I usually try to make this the day before we need it or at least a few hours ahead of time so that the flavors can meld together but if you need to use right away it’s still delicious.

This makes a big batch… about 2-3 cups worth… so you may want to half it if you don’t need as much.

We reuse some old squirt bottle from other condiments to store this in once it has cooled down. I have also kept it in glass jars but they are a little more difficult to control when pouring.

This is great on sandwiches and can be used as a salad dressing as well. My family has put it on a variety of different foods and even used it as a dip for chips or in place of ketchup on their fries!

Tip: blend your onion in the food processor or blender and add a bit of the water to it so it gets smooth!

Sweet Onion Sauce


2 c. Sugar (I use monk fruit)

1 1/2 c. Water (add a little more/less if it seems to be too thick/thin for your liking)

1 1/4 c. White vinegar

1/4 c. Red wine vinegar (this may work with ACV but I haven’t tried it yet)

1/4 c. Cornstarch (I have used xantham gum)

1/2 c. Onion, finely minced (you can substitute onion flakes but try to use fresh onions if at all possible)

1/4 c. Dijon mustard

2 T. Mustard powder (you could probably add a little extra Dijon mustard if you don’t have any of this on hand.)

2 t. Celery salt

1 T. Poppy seeds

1 1/2 t. Onion powder

2 t. Garlic salt (or use 1/2 t. Garlic powder and 1 1/2 t. Salt)

1 t. Paprika

1 t.
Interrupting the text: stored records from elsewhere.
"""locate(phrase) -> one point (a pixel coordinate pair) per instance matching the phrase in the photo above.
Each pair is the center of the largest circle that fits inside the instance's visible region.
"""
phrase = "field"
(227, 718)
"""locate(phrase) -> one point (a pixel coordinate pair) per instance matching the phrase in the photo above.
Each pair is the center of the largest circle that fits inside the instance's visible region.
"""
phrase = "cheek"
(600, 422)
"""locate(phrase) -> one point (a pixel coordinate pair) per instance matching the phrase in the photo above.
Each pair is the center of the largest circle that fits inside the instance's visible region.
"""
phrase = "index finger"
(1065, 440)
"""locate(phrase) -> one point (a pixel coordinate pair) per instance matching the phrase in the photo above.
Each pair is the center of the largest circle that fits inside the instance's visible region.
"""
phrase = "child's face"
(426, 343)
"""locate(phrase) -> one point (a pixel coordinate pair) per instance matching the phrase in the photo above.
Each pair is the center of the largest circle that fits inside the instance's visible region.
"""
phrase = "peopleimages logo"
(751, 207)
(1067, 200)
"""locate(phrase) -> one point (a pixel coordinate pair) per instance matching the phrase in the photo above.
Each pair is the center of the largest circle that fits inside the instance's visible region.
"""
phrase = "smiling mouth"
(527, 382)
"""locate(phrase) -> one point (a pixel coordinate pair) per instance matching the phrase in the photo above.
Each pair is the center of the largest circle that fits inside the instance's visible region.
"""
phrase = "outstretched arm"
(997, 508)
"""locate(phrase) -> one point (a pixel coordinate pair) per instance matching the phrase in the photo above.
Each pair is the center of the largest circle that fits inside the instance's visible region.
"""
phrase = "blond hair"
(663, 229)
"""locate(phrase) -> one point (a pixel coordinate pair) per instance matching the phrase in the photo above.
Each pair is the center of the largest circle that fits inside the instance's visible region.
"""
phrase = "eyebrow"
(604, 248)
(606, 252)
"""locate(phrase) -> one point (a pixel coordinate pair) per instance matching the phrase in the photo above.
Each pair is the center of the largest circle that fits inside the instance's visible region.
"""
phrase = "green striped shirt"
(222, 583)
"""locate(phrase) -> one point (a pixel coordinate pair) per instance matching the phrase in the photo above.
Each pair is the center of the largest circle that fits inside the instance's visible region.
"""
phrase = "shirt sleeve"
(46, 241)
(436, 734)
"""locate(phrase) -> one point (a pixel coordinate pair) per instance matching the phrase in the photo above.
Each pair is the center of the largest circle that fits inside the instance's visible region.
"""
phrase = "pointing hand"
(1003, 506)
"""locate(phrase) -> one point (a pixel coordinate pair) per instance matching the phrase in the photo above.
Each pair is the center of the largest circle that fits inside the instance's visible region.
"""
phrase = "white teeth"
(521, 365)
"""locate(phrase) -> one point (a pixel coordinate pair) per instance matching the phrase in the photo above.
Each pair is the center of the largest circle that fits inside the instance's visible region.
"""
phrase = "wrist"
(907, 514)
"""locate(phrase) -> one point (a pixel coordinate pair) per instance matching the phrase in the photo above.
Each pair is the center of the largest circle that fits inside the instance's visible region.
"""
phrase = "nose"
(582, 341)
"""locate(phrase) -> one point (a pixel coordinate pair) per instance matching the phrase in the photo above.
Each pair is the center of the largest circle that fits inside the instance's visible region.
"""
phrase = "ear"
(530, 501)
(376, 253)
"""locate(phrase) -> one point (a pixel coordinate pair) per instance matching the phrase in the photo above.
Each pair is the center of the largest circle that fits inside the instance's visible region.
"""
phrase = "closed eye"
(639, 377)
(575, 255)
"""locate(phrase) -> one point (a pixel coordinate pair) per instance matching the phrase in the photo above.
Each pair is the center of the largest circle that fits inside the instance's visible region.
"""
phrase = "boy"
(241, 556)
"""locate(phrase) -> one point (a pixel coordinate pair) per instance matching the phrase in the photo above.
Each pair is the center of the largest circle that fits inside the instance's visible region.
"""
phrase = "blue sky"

Black pepper

1-2 T. Sesame oil


Combine all the ingredients in a saucepan.

Bring to a boil over medium high heat and whisk it continuously.

Cut down the heat and simmer for 5-10 minutes until thickened, keep stirring.

Allow to cool down before pouring into a container.

Best served after it has cooled and been refrigerated for several hours but can be used right away, if needed.

I’m not sure how long this keeps as it gets used rather quickly here but it has lasted over 2 weeks with no change in flavor.